Another OPEC member, Libya, continued to recover its oil output after protesters shut oilfields and export terminals, which cut production to a tenth of its 1.6 million bpd pre-civil war capacity in the beginning of September. Libyan Oil Minister Abdulbari Al-Arusi said at at Oil & Money conference in London that the African country, which holds the continents biggest crude reserves, is currently producing 700 000 barrels of oil per day, up from last weeks 580 000, and that restoring production is a “political” issue, not a technical one.
Despite a worse than expected expansion of Chinas manufacturing sector, quarterly manufacturing growth in the Euro zone and a better-than-expected ISM Manufacturing index in the U.S. capped losses.
A government report showed that China’s manufacturing sector expanded less than expected in September, indicating fragile growth. The Asian country’s official manufacturing PMI slightly increased to 51.1 in September from 51.0 in August, underperforming analysts’ expectations for a surge to 51.5.
Yesterday, a private survey showed that the HSBC Purchasing Managers’ Index remained broadly unchanged from August’s 50.1 but underperformed both the preliminary reading and analysts’ expectations for a surge to 51.2. Nevertheless, this still marked an improvement after July’s 11-month low.
Meanwhile in Europe, Spain’s manufacturing PMI failed to meet expectations but remained in the expansion zone at 50.7, followed by Italy with a decline to 50.8 from 51.3 in August. France’s manufacturing activity marked an improvement but was still below the neutral level at 49.8, despite beating projections for a 49.5 reading. Germany’s manufacturing PMI was anticipated to retreat to 51.3 from 51.8 in August but mismatched projections and fell to 51.1, still marking an expansion in the sector however.

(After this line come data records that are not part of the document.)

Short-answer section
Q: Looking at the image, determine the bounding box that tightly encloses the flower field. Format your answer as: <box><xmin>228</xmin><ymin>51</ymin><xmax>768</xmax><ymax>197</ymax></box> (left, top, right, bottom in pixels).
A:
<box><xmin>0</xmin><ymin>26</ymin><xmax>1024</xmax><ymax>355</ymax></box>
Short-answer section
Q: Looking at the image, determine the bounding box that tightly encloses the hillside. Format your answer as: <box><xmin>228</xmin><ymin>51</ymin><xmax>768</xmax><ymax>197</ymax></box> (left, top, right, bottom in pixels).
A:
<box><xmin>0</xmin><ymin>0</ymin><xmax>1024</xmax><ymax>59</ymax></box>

The overall Euro zone manufacturing activity also rose in September but trailed August’s pace. The single currency bloc’s manufacturing sector expanded for a third consecutive month and posted 51.1 in September following August’s 26-month high of 51.4. At 51.1, the seasonally adjusted Markit Eurozone Manufacturing PMI recorded a quarterly growth which put an end to the sector’s long running recession and signaled a modest rate of expansion. Recovery remained broad-based, with output rising in all nations except France and Greece.

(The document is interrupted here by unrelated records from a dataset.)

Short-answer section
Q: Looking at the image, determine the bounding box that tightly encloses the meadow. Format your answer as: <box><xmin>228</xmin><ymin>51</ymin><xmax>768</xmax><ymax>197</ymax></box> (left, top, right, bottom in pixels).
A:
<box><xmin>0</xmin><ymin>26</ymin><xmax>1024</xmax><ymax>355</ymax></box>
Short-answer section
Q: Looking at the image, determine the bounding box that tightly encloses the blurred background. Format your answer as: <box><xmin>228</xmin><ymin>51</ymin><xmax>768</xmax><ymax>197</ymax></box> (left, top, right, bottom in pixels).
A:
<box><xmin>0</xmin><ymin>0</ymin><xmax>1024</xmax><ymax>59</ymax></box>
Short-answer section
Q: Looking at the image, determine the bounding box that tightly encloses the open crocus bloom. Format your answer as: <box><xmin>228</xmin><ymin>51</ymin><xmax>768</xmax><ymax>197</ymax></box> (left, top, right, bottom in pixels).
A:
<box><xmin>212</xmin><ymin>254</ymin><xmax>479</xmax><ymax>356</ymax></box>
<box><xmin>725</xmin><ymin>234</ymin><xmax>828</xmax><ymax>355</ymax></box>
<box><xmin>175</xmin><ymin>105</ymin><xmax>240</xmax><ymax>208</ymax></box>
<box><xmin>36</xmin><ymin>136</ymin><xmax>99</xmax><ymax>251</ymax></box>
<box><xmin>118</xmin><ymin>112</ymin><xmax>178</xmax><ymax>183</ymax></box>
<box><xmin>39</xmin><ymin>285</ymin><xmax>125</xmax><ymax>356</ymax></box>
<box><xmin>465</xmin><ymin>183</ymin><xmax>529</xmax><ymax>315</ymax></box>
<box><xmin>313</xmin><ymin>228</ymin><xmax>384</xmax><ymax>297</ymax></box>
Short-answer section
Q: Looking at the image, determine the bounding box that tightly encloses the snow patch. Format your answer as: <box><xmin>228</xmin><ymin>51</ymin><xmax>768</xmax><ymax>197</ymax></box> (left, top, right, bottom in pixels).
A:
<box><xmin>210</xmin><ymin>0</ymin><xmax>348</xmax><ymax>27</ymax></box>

A separate report showed that manufacturing activity in the U.K. was close to August’s two-and-a-half-year high. The Markit/CIPS Purchasing Manager’s Index remained in the expansion zone for a sixth month in a row at 56.7 in September, slightly underperforming the preceding month’s 57.2 and expectations for a surge to 57.5. The rate of job creation climbed to a 28-month peak.
Meanwhile in the U.S., the final Markit U.S. Manufacturing PMI met projections and the preliminary reading at 52.8 but retreated from Augusts 53.1. The reading indicated that manufacturing business conditions improved modestly over the month.
At the same time the Institute for Supply Management said that manufacturing activity in the U.S. defied analysts projections and rose to 56.2. Economists expected a drop to 55.1 from Augusts 55.7 reading.
Market players will also be keeping a close watch on this week’s U.S. crude inventories data. According to a Bloomberg survey of analysts, the report is likely to show a 2.5 million barrels increase in U.S. crude stockpiles last week. Motor gasoline supplies probably fell by 700 000 barrels while distillate fuel inventories likely decreased by 1.38 million barrels.
The industry-funded American Petroleum Institute will release its own data later today. However, it is considered as less reliable than EIA’s statistics as it is based on voluntary information from operators of refineries, pipelines and bulk terminals.